Australia is one of the last markets globally to get the new Leaf, which has been on sale in Japan and parts of Europe for more than a year already. The local operation says there have been about 11,000 expressions of interest in the coming model.
The second-generation Leaf is due to go on sale locally in August with prices starting at $49,990 (before on-road costs). This is about $5000 more than the rival Hyundai Ioniq and below the mark the base Tesla Model 3 would sell for in Australia.
And Nissan is hoping that the Australian electric car market has matured since the original Leaf was on sale.
Nissan Australia managing director Stephen Lester says the brand is giving the Leaf every chance to succeed this time around.
"With strong interest in the new Nissan Leaf we see great potential for the vehicle and at this price we are giving it every chance to succeed," says Lester.
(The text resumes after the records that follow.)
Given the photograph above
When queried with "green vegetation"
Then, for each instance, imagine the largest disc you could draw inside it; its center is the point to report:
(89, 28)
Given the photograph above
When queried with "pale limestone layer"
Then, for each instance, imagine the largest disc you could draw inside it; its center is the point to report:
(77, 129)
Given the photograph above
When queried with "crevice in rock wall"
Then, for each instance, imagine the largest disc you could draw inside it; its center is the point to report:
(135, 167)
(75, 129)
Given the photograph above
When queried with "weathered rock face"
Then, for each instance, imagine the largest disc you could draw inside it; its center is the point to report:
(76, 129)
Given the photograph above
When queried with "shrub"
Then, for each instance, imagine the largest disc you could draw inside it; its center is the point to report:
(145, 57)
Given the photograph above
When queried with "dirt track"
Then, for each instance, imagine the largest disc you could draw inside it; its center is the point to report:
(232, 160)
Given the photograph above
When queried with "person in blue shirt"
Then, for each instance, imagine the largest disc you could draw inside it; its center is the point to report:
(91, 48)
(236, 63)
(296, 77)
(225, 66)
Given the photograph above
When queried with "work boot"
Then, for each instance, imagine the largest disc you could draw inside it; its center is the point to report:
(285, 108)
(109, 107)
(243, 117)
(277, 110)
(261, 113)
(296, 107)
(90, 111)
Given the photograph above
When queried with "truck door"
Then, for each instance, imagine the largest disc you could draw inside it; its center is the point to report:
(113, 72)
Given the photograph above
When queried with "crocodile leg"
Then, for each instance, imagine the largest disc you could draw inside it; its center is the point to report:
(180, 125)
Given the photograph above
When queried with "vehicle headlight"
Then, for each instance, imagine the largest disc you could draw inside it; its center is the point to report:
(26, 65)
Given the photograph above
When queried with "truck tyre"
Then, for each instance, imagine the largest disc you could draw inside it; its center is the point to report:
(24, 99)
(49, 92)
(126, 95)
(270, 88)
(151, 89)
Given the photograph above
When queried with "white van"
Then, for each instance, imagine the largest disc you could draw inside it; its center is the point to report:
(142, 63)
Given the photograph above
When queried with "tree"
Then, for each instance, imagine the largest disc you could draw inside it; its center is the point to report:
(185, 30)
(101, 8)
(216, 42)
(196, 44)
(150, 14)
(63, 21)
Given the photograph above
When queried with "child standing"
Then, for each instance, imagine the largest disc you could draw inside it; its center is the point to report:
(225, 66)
"It's certainly an exciting time for EV buyers. With a contemporary design, increased range and long list of standard features, this incredibly fun to drive car presents Australian electric vehicle buyers with a stylish, affordable option."
The Leaf's numbers stack up relatively well for city-based drivers, with a claimed range of 270km and a 40kWh battery powering the electric motor, which makes 110kW and 320Nm. Both power figures are up dramatically compared to the previous model.
There are several charging options for the Leaf with a standard household outlet capable of recharging the battery in 24 hours. Adding a 7kW home charger can reduce this time to 7.5 hours and a fast charger can bump the battery life from 20 to 80 per cent in one hour.
The Leaf isn't just about emission-free motoring - it also has some pretty nifty features.
No. 1 on the list is the e-Pedal tech, which allows drivers to accelerate, brake, come to complete halt or hold the car using just one pedal.
Depressing the pedal gets the car accelerating; taking the foot off the pedal will brake. The car can come to a complete stop and hold without using the brake pedal.
And this is all in the name of energy saving, as regenerative braking tops up the battery as the car slows.
The Leaf is available in just one high specification. Standard kit includes an eight-inch touchscreen, seven-inch digital instrument display, heated steering wheel and leather trimmed seats.
Safety tech includes adaptive cruise control, autonomous emergency braking with pedestrian detection, lane keep assist and warning and rear cross traffic alert.
Earlier this year Nissan revealed the more powerful Leaf e+ which has a bigger 62kWh battery that increases range to 385km and extra shove from the 160kW/340Nm motor. When or whether this version will come to Australia is knot known.